Not sure if this is the right place to post this, so mods feel free to move it if there is a more appropriate home for this thread...
I will start off by saying that I have zero programming know-how. As Neytiri would say, I'm like a baby, making noise, don't know what to do.
Avatar You're Like a Baby - YouTube
Anyway, I have several large text files containing twitter data. Here is a small excerpt of the data to illustrate the format it is in:
Code:
epaulnet: Nanaimo Daily News: #Qaddafi backed efforts against al-#Qaeda: DND reports http://t.co/iTVFkqh #Libya
04/23/2011 retweet
omar_chaaban: http://bit.ly/gBFpNo Protesters arrested at Libyan Embassy #Libya #Canada
04/05/2011 retweet
kyleharrietha: The #ICC has evidence Gadhafi's gov't planned to put down protests by killing civilians - http://bit.ly/gIQCZk #Libya
04/05/2011 retweet
epaulnet: The Canadian Press: 16 #journalists, including one Canadian, are missing or detained in #Libya http://t.co/KtVIlTg #Canada #CPJ #NATO #War
04/26/2011 retweet
jdalrymple: Apparently the Canadian air force is now doing flyovers in Libya. Canada has a plane?
04/07/2011 5 retweet
nedhamson: Canada mulls call for more jets for Libya campaign http://ff.im/-BaJjf
04/14/2011 retweet
vancouversun: Canada must wait to hear costs of Libya war http://bit.ly/hydYMu
04/07/2011 3 retweet
gpollowitz: Trump in a nutshell: America sucks now, Bush is the worst president ever, Obama is the worst president ever, invade Libya, Canada's HC 4 all
04/18/2011 retweet
vancouversun: Canada mulls call for more jets for Libya campaign http://bit.ly/hUsJGu
04/14/2011 retweet
weddady: Kaddafi's pr strategy..to give speeches at 3AM.. was he trying to compete for ratings... in the US & Canada? #Libya
04/29/2011 10 retweet
newsmanly: Canada should not be in Libya - Windsor Star http://dlvr.it/P5d70
04/20/2011 retweet
I'd like to convert this data into csv format so that I can import it into SPSS (or Excel if need be) - but I have no idea how to do that. In total, I have around 70,000-ish records, hence the need for an automated process. In the end, the SPSS data fields I would like to end up with are:
Author - defined as everything preceding the first colon on the first line of each record.

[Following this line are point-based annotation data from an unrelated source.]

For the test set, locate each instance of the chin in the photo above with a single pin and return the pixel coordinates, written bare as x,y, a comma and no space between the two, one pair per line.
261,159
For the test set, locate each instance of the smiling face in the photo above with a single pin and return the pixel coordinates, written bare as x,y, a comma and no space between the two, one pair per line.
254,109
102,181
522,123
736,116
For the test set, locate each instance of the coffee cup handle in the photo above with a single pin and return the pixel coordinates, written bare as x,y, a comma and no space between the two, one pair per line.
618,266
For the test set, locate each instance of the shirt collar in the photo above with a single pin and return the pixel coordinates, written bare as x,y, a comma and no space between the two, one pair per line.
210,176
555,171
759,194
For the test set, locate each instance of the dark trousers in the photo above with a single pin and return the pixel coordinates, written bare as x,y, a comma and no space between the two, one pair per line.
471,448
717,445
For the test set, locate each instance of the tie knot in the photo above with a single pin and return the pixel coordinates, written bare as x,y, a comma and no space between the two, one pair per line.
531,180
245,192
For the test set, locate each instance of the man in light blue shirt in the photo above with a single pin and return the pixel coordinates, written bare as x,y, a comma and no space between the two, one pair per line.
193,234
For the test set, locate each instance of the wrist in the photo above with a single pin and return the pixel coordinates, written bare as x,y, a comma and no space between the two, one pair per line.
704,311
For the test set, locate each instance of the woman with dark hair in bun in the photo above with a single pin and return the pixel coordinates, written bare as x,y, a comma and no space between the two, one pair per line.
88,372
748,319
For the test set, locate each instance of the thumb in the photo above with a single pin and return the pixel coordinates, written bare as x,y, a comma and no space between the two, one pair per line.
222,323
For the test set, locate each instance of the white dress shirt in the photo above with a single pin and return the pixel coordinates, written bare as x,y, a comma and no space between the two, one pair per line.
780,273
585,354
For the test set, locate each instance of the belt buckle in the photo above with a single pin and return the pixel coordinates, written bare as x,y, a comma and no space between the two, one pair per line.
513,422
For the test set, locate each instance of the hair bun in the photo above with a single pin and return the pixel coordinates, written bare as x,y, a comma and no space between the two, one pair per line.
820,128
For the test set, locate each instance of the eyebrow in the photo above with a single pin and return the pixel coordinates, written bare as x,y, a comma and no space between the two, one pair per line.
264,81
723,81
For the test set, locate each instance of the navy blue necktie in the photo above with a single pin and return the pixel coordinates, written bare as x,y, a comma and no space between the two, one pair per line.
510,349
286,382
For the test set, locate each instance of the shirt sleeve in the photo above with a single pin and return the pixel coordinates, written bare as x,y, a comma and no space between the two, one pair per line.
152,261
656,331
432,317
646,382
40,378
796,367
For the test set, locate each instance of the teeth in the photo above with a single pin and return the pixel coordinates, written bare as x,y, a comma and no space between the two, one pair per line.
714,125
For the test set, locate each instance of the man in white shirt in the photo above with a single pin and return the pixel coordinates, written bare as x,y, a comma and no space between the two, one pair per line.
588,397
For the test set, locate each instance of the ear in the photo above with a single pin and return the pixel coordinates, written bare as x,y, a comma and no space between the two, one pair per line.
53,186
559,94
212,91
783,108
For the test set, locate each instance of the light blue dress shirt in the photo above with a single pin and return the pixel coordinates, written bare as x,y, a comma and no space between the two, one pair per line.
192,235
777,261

Content - defined as everything following the first colon on the first line of each record.
Date - defined as the XX/XX/XXXX content on the second line of each record.

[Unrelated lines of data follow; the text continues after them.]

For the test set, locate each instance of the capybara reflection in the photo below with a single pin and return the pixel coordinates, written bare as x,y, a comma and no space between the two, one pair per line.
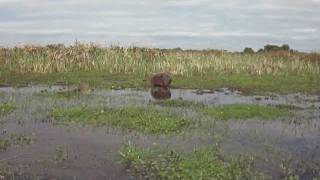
161,80
161,93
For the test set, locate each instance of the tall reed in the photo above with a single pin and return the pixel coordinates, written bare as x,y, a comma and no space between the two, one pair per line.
88,57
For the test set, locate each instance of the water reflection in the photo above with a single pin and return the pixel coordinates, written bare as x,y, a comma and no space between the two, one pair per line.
161,93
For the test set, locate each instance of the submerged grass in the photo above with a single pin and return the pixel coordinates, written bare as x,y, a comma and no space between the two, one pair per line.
169,164
179,103
131,118
6,108
58,95
246,111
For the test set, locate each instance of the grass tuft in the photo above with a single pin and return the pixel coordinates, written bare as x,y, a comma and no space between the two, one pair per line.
169,164
6,108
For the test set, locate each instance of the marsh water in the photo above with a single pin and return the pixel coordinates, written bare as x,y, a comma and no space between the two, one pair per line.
86,152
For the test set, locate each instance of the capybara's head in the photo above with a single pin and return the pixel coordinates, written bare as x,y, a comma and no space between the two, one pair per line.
161,80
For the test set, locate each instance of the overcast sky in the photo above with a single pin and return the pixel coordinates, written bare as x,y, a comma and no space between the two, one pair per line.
197,24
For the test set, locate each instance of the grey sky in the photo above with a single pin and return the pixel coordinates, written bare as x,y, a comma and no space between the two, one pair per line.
197,24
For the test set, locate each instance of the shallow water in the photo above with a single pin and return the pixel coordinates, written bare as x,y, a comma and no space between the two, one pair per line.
75,152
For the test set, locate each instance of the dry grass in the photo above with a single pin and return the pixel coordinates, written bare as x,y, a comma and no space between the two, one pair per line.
87,57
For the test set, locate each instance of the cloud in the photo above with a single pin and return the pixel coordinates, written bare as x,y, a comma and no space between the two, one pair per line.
167,23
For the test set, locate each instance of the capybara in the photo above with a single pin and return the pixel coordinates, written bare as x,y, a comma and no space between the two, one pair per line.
161,93
161,80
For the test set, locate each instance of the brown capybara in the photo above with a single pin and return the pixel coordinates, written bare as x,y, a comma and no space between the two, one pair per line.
161,80
161,93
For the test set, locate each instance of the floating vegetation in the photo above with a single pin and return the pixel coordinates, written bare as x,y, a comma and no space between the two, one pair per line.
245,111
130,118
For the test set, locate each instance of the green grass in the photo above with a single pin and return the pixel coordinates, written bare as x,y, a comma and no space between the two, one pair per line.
58,95
169,164
116,67
4,144
250,84
245,111
144,120
6,108
5,172
178,103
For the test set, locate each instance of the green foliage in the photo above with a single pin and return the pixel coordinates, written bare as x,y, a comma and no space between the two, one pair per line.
248,50
4,144
246,111
131,118
6,108
179,103
284,47
169,164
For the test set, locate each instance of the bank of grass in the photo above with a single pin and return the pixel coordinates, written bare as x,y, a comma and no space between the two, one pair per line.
6,108
246,111
116,67
169,164
130,118
249,84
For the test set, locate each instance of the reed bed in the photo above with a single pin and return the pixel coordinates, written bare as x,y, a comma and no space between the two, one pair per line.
89,57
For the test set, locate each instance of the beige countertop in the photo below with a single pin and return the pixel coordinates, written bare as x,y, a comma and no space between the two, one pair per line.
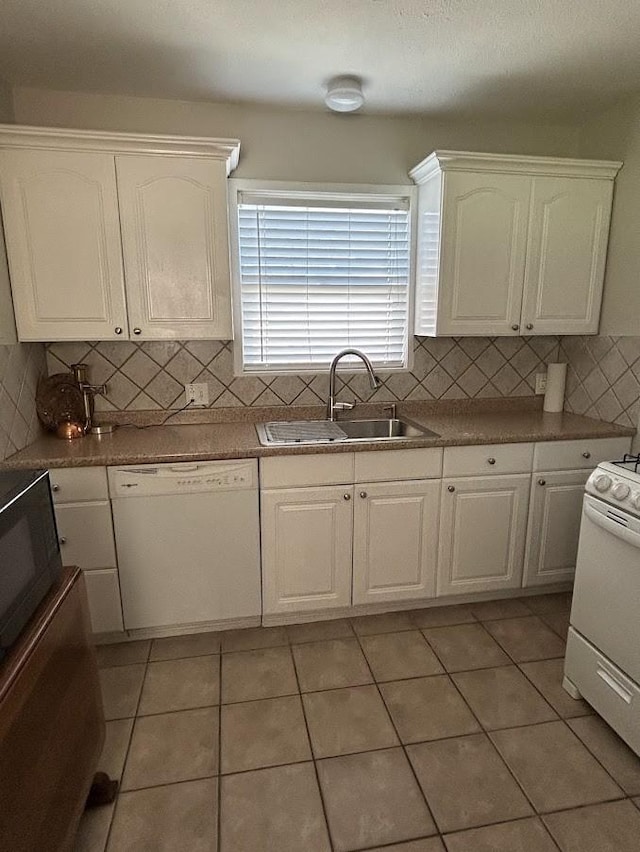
459,423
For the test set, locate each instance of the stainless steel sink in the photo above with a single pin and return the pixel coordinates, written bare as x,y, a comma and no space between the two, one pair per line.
294,433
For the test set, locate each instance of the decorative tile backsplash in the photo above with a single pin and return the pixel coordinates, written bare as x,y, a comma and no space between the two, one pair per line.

Retweets - defined as the number following date but before the word "retweet" (NB: when 0, this number is absent from the record).
Links - defined as any and all urls appearing in the "Content" field
Link# - the number of urls appearing in the "Content" field
Can it be done? Can anybody help point me in the right direction? Any guidance would be much appreciated! If I can offer anything in exchange for your help, please let me know. Thanks!
edit - Source txt data is encoded in UTF-8, by the way.